Gerizekalı Mert. Yerinde doğru cümleler kuracak kadar, minik beynini hep babamın yanında çalıştırıyordu. Babam da sonra bu gerizekalıyı benden daha zeki, daha akıllı, daha çalışkan, daha veliaht gibi görüyordu.
"Aldım çantayı artık değil mi? Tekrar taksiyi bulmam daha zor. Durak ismine bakamadım yağmurda. Ben de çantanın sahibini arayıp bulacağım. Açıklamam tatmin etti mi seni Mert?"
"Boş işler kumpanyasının boş işler müdürü. Toplantıya bin bir bahane uydurup zor bela girer, çantayı birine vereceğim diye kaç zaman arar gizemli kadının birisini. Kız takside nasıl unutur orası başka mesele. Taksiden inerken ödeme yapmadı mı? Alt tarafı en fazla verdiği paranın üstünü alıp inmesi lazım taksiden. Çantayı unutması garip."
Ben şimdi buna desem ki; o gizemli kadını ben indirdim taksiden, o yüzden de aklı gitti başından, çanta aklına gelmedi diye, ailem bana ddt sıkmaya kalkardı.
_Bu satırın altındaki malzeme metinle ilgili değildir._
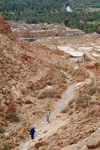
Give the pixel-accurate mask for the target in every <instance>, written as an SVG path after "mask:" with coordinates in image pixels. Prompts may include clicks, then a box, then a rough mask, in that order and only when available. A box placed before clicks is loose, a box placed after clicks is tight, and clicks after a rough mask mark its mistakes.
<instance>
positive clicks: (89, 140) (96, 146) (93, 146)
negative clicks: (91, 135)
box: [86, 139, 100, 148]
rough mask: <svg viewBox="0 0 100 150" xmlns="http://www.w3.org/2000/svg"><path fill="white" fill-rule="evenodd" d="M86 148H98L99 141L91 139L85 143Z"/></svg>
mask: <svg viewBox="0 0 100 150" xmlns="http://www.w3.org/2000/svg"><path fill="white" fill-rule="evenodd" d="M86 145H87V147H88V148H97V147H100V140H97V139H91V140H89V141H88V142H87V144H86Z"/></svg>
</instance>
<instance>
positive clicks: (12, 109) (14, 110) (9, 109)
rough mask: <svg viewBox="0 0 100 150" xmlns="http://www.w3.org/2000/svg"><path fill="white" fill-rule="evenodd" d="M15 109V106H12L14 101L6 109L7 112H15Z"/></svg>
mask: <svg viewBox="0 0 100 150" xmlns="http://www.w3.org/2000/svg"><path fill="white" fill-rule="evenodd" d="M15 111H16V108H15V106H14V103H12V104H11V105H10V106H9V108H8V110H7V113H15Z"/></svg>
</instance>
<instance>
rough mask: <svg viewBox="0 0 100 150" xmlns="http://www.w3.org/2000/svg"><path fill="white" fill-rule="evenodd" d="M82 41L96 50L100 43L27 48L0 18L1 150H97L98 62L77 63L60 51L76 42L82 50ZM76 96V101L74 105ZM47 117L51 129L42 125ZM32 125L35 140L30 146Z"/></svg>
mask: <svg viewBox="0 0 100 150" xmlns="http://www.w3.org/2000/svg"><path fill="white" fill-rule="evenodd" d="M75 40H76V41H75ZM73 41H74V42H73ZM82 41H84V43H86V44H90V43H91V42H90V41H92V42H94V43H95V46H96V44H98V43H99V37H98V36H95V37H94V36H93V37H92V36H91V37H90V39H88V40H87V37H86V38H83V39H82V38H80V40H78V39H77V38H76V39H73V38H70V39H60V38H59V39H55V38H47V41H46V42H45V41H43V40H40V41H37V42H35V43H29V42H24V41H22V40H19V39H17V38H16V37H15V36H14V35H13V33H12V32H11V30H10V26H9V24H8V23H7V22H6V21H5V20H4V18H3V17H2V16H0V149H3V150H4V149H6V150H7V149H16V150H17V149H21V150H22V149H24V148H23V147H24V146H25V148H26V149H30V150H33V149H34V150H35V149H41V150H47V149H48V150H51V149H52V147H53V149H54V150H56V149H59V150H61V149H62V150H64V149H66V150H67V149H68V150H70V149H72V147H73V146H74V149H75V148H76V149H77V150H78V149H81V148H82V146H83V145H84V146H85V150H88V149H90V148H93V147H94V148H97V149H98V150H99V148H98V147H99V146H100V141H99V138H98V140H97V141H95V139H94V138H95V136H96V137H97V136H98V137H99V126H100V124H99V114H100V108H99V104H100V98H99V97H100V89H99V86H100V83H99V74H100V69H99V67H100V64H99V57H98V59H95V58H94V57H93V56H91V61H87V57H85V61H82V58H78V60H77V58H72V56H70V55H67V54H66V55H64V53H62V51H60V50H58V48H57V46H58V45H66V44H70V45H71V44H72V42H73V46H76V45H78V46H79V45H81V44H83V42H82ZM86 41H87V42H86ZM50 45H51V46H50ZM58 52H59V53H58ZM58 54H59V55H58ZM85 56H86V55H85ZM88 56H89V57H90V55H88ZM83 62H84V63H83ZM77 83H78V85H76V84H77ZM73 85H75V86H74V87H73ZM69 87H71V88H72V87H73V90H71V89H70V90H69ZM68 90H69V91H68ZM66 91H67V92H68V93H69V96H68V95H65V93H66ZM73 93H74V96H75V97H73V98H74V99H72V100H71V101H70V98H69V97H70V96H71V95H73ZM67 99H69V101H70V102H69V103H68V105H67V104H66V103H65V102H66V100H67ZM62 104H63V105H64V107H65V108H63V109H61V108H62ZM65 104H66V105H65ZM48 111H49V112H50V114H51V115H52V119H51V120H52V121H51V122H50V124H49V126H48V125H47V124H43V123H42V121H43V118H45V114H46V113H47V112H48ZM58 112H61V114H60V115H57V113H58ZM55 115H56V118H54V116H55ZM33 125H35V126H36V130H37V133H36V137H35V139H36V140H35V141H33V142H32V141H31V144H30V143H29V141H28V140H29V130H30V129H31V127H32V126H33ZM52 129H54V130H52ZM39 130H41V132H40V131H39ZM38 131H39V132H38ZM48 131H49V132H48ZM38 136H39V137H38ZM87 137H88V141H87V142H86V138H87ZM81 142H82V143H83V145H82V144H81ZM23 143H24V144H23ZM25 143H26V144H27V146H26V145H25ZM79 145H80V147H79ZM91 145H92V147H91Z"/></svg>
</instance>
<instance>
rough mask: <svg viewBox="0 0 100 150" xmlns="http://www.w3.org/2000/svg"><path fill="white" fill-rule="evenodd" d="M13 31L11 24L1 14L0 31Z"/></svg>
mask: <svg viewBox="0 0 100 150" xmlns="http://www.w3.org/2000/svg"><path fill="white" fill-rule="evenodd" d="M10 32H11V29H10V25H9V24H8V23H7V22H6V21H5V19H4V18H3V17H2V16H0V33H1V34H8V33H10Z"/></svg>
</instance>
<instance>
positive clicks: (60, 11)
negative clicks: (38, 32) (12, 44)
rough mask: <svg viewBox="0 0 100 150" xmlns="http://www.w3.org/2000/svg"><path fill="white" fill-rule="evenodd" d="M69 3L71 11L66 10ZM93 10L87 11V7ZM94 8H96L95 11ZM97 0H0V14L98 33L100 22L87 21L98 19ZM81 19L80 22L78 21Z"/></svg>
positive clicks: (98, 1)
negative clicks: (69, 0)
mask: <svg viewBox="0 0 100 150" xmlns="http://www.w3.org/2000/svg"><path fill="white" fill-rule="evenodd" d="M68 5H70V6H71V8H72V10H73V11H72V12H67V11H66V7H67V6H68ZM90 8H91V9H93V11H89V9H90ZM94 8H98V11H95V9H94ZM99 9H100V2H99V0H89V1H87V0H84V1H83V0H76V1H75V0H73V1H71V2H70V1H69V0H0V14H1V15H2V16H3V17H4V18H5V19H6V20H13V21H18V20H23V21H24V22H26V23H34V24H37V23H40V22H44V23H45V22H46V23H56V22H58V23H61V22H63V21H64V22H65V25H66V26H67V27H70V28H78V29H81V30H83V31H85V32H86V33H90V32H97V33H100V24H99V23H96V24H92V23H91V24H88V23H87V22H88V21H91V22H93V21H100V10H99ZM80 20H82V22H80Z"/></svg>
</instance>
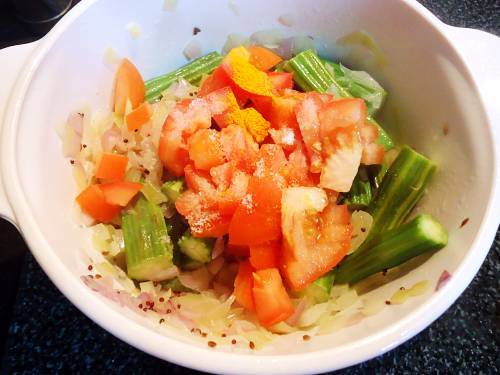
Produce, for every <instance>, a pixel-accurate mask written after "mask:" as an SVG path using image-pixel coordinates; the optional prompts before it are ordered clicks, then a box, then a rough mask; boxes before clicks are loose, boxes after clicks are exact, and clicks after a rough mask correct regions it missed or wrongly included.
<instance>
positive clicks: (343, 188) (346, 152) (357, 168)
mask: <svg viewBox="0 0 500 375" xmlns="http://www.w3.org/2000/svg"><path fill="white" fill-rule="evenodd" d="M318 118H319V122H320V125H321V126H320V136H321V140H322V144H321V151H322V153H323V155H324V165H323V167H322V170H321V179H320V186H321V187H325V188H328V189H332V190H336V191H339V192H347V191H349V190H350V189H351V185H352V181H353V180H354V177H355V176H356V174H357V172H358V169H359V164H360V162H361V157H362V152H363V144H362V141H361V137H360V132H361V128H362V126H363V125H364V122H365V119H366V105H365V102H364V101H363V100H362V99H341V100H335V101H332V102H329V103H327V104H324V105H323V106H322V107H321V110H320V111H319V113H318Z"/></svg>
"Al sen Melih şarjımı. Orada etejerin üstünde benimki takılı. Dolmuştur. Mert takılma sen de artık."
Gelenekselleştirilmiş, bilmem kaçıncısını düzenlediğimiz haftasonu kahvaltısını hep beraber yaparken yeğenlerim de amcaaaa diye kucağıma atladılar.
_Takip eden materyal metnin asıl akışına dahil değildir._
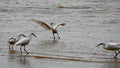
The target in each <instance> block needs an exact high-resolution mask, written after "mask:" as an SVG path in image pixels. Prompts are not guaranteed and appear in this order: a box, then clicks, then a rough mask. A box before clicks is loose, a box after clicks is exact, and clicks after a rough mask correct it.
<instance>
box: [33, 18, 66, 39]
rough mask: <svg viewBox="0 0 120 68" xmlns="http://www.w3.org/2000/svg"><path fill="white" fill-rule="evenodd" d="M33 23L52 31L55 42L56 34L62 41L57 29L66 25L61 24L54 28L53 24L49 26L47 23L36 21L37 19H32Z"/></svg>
mask: <svg viewBox="0 0 120 68" xmlns="http://www.w3.org/2000/svg"><path fill="white" fill-rule="evenodd" d="M32 20H33V21H35V22H36V23H37V24H39V25H40V26H42V27H44V28H45V29H47V30H51V31H52V34H53V37H54V40H55V34H57V36H58V39H60V36H59V34H58V31H57V28H58V27H59V26H64V25H65V23H60V24H57V25H56V26H53V23H50V25H48V24H47V23H45V22H42V21H39V20H35V19H32Z"/></svg>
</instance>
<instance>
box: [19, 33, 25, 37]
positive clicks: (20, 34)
mask: <svg viewBox="0 0 120 68" xmlns="http://www.w3.org/2000/svg"><path fill="white" fill-rule="evenodd" d="M19 36H23V37H27V36H25V35H24V34H20V35H19Z"/></svg>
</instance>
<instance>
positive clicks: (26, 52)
mask: <svg viewBox="0 0 120 68" xmlns="http://www.w3.org/2000/svg"><path fill="white" fill-rule="evenodd" d="M24 51H25V52H26V53H27V54H29V52H28V51H26V47H25V46H24Z"/></svg>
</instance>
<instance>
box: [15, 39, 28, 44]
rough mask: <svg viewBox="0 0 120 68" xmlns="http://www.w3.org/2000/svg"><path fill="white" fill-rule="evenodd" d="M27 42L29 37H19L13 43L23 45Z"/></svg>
mask: <svg viewBox="0 0 120 68" xmlns="http://www.w3.org/2000/svg"><path fill="white" fill-rule="evenodd" d="M27 43H29V39H28V38H21V39H20V40H19V41H17V42H16V43H15V45H24V44H27Z"/></svg>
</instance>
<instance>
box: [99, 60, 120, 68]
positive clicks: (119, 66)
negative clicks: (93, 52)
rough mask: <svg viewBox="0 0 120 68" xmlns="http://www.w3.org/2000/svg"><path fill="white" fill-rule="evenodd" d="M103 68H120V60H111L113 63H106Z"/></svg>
mask: <svg viewBox="0 0 120 68" xmlns="http://www.w3.org/2000/svg"><path fill="white" fill-rule="evenodd" d="M101 68H120V60H119V59H117V58H116V59H111V62H108V63H107V64H106V63H105V64H104V66H103V67H101Z"/></svg>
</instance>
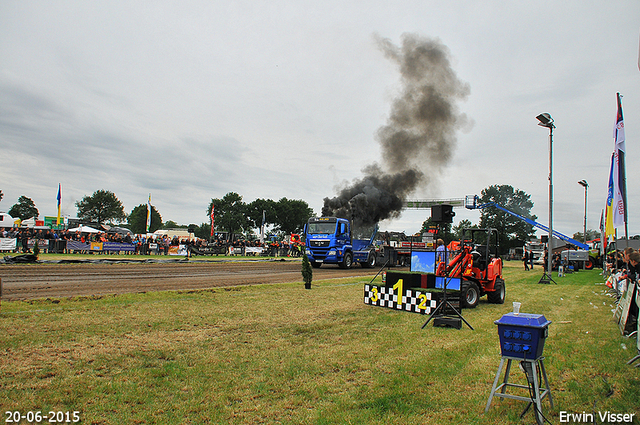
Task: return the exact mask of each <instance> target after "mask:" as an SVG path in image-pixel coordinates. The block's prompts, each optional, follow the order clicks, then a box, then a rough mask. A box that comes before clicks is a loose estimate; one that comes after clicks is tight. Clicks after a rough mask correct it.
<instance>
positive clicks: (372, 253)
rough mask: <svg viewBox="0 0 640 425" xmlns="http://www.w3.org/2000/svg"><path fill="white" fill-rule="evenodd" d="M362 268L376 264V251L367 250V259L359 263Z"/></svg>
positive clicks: (375, 264)
mask: <svg viewBox="0 0 640 425" xmlns="http://www.w3.org/2000/svg"><path fill="white" fill-rule="evenodd" d="M360 265H361V266H362V268H365V269H370V268H371V267H374V266H375V265H376V253H375V252H374V251H371V252H369V256H368V257H367V261H365V262H364V263H360Z"/></svg>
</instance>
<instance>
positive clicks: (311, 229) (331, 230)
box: [307, 221, 336, 235]
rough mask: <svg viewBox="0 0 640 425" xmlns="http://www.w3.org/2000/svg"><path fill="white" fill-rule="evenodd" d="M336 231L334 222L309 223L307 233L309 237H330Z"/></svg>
mask: <svg viewBox="0 0 640 425" xmlns="http://www.w3.org/2000/svg"><path fill="white" fill-rule="evenodd" d="M335 231H336V222H335V221H333V222H322V223H309V225H308V226H307V233H309V234H311V235H318V234H324V235H332V234H333V233H335Z"/></svg>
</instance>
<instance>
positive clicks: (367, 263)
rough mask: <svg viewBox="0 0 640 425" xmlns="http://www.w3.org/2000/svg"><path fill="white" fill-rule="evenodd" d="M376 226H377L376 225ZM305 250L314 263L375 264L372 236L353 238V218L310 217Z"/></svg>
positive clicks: (305, 251)
mask: <svg viewBox="0 0 640 425" xmlns="http://www.w3.org/2000/svg"><path fill="white" fill-rule="evenodd" d="M376 230H377V229H376ZM304 233H305V242H306V249H305V253H306V254H307V258H309V262H310V263H311V266H313V267H315V268H317V267H320V266H321V265H322V264H337V265H338V266H340V267H341V268H345V269H348V268H350V267H351V266H352V265H353V263H354V262H356V263H360V264H361V265H362V266H363V267H373V265H375V258H376V252H375V249H373V248H372V243H373V238H374V237H375V234H376V232H375V231H374V233H373V234H372V235H371V238H370V239H368V240H367V239H353V237H352V229H351V222H350V221H349V220H347V219H344V218H338V217H311V218H310V219H309V221H308V222H307V224H306V225H305V232H304Z"/></svg>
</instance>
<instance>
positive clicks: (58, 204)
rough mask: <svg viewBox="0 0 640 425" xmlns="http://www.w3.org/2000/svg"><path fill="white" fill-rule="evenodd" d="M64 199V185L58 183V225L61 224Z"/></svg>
mask: <svg viewBox="0 0 640 425" xmlns="http://www.w3.org/2000/svg"><path fill="white" fill-rule="evenodd" d="M61 200H62V186H61V185H60V183H58V226H59V225H60V201H61Z"/></svg>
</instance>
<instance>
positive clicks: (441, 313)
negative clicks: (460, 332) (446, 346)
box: [420, 276, 474, 331]
mask: <svg viewBox="0 0 640 425" xmlns="http://www.w3.org/2000/svg"><path fill="white" fill-rule="evenodd" d="M449 279H450V278H449V277H446V276H445V278H444V288H443V293H442V300H441V301H440V304H438V306H437V307H436V309H435V310H433V312H432V313H431V315H430V316H429V318H428V319H427V321H426V322H424V325H422V328H420V329H424V328H425V326H427V325H428V324H429V322H430V321H431V319H433V318H435V320H434V321H433V323H434V326H442V327H447V328H456V329H461V328H462V322H464V324H465V325H467V326H469V329H471V330H472V331H473V330H474V329H473V326H471V325H470V324H469V322H467V321H466V320H465V319H464V317H462V314H460V312H459V311H458V310H456V308H455V307H454V306H453V305H452V304H451V303H450V302H449V301H448V300H447V285H448V284H449ZM447 308H449V309H451V310H452V311H453V312H454V313H455V316H456V317H451V315H447V314H446V312H447ZM440 310H442V312H440ZM438 313H440V314H438Z"/></svg>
"Canavarlar, yine mi kocaman oldunuz siz bakayım? Geçen hafta görüşmüştük en son. Yemeklerinizi bitiriyor olmalısınız."
"Evet, amca bitiriyoruz."
"Aferin size. Ne kazanmak istiyorsunuz bu sefer benden?"
"Yapıştırmalı kitap."
"Seda sticker mı demek istediler? Öyle kitaplar mı var?"
"Evet, Melih."
"Tamam. Amcanızdan size tam beşer tane istediğiniz yapıştırmalı kitap. Yemeklerinizi yemeye devam edeceksiniz güzelce, bana söz verin."
"Söööööz."
Üç yaşındaki erkek yeğenim Altan ve beş yaşındaki kız yeğenim Alya, dünyanın en tatlı çocuklarıydı sanırım.
"Mert hayretler içindeyim bu çocuklar senin genlerini taşıdığı için. Bence yüzde elli asparagas haber. Bilim adamları yeni araştırma yapsınlar. Bu kadar şirin, insan canlısı olmaları beni çıkarsız sevmeleri mümkün değil."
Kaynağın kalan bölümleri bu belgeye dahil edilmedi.